Le rapporteur rappelle qu'il existe également des leviers d'influence propres aux entreprises chargées d'une mission de service public : cahier des charges, contrats d'objectifs et de performance, contrats de performance .
3. Ces outils gagneraient à être davantage employés
Le rapporteur considère que s'assurer que l'État est en mesure d'assurer la sauvegarde des intérêts stratégiques du pays et le développement d'entreprises industrielles grâce à ces différents leviers est un préalable nécessaire à l'engagement de la réflexion sur la pertinence d'une forte participation au capital de l'entreprise. L'intérêt national peut en effet être pris en compte en dehors d'une logique purement financière, mais il doit primer tout autre objectif .
Aujourd'hui, l'emploi de ces leviers n'est pas évident : le rapporteur appelle ainsi à insuffler une véritable culture de « l'influence » , bien avant que la nécessité de protéger un actif des appétits d'un concurrent plus ou moins bien intentionné ne se présente. En effet, il importe que ces considérations soient prises en compte le plus tôt possible , afin d'éviter soit d' agir trop tard , lorsque l'actif est définitivement perdu, soit d' agir dans la précipitation , alors que nos concurrents ont eu le temps, eux, de planifier leur stratégie.
Certains des leviers susmentionnés présentent par ailleurs des niveaux hétérogènes de protection des actifs stratégiques . Ainsi par exemple, en cas de violation de la convention de protection des intérêts stratégiques, cette dernière étant un document contractuel, l'État ne peut que percevoir des dommages et intérêts : il ne dispose pas de prérogatives exorbitantes du droit commun afin de protéger ses actifs stratégiques.
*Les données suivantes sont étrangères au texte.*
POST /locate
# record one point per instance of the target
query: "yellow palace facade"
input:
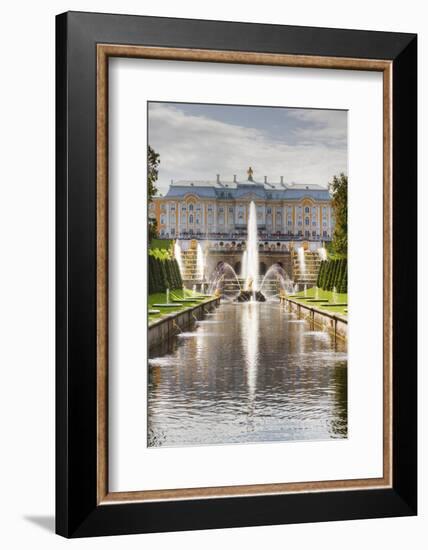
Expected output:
(213, 209)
De même, la mise en place de droits de vote double est conditionnée à ce que l'assemblée générale extraordinaire ne s'y oppose à la majorité des deux tiers.
Le rapporteur salue en revanche la mise en place de l'action spécifique . Il appelle donc le Gouvernement à s'en saisir avec volontarisme et à ne pas hésiter à l'invoquer dès lors que la protection des intérêts essentiels du pays l'exige. L'hésitation parfois visible dans d'autres domaines au moment de mettre en avant ces considérations (droit européen de la concurrence, mesures commerciales de rétorsion, contrôle des investissements étrangers, etc.) doit être combattue , afin de renforcer l'influence de l'État actionnaire .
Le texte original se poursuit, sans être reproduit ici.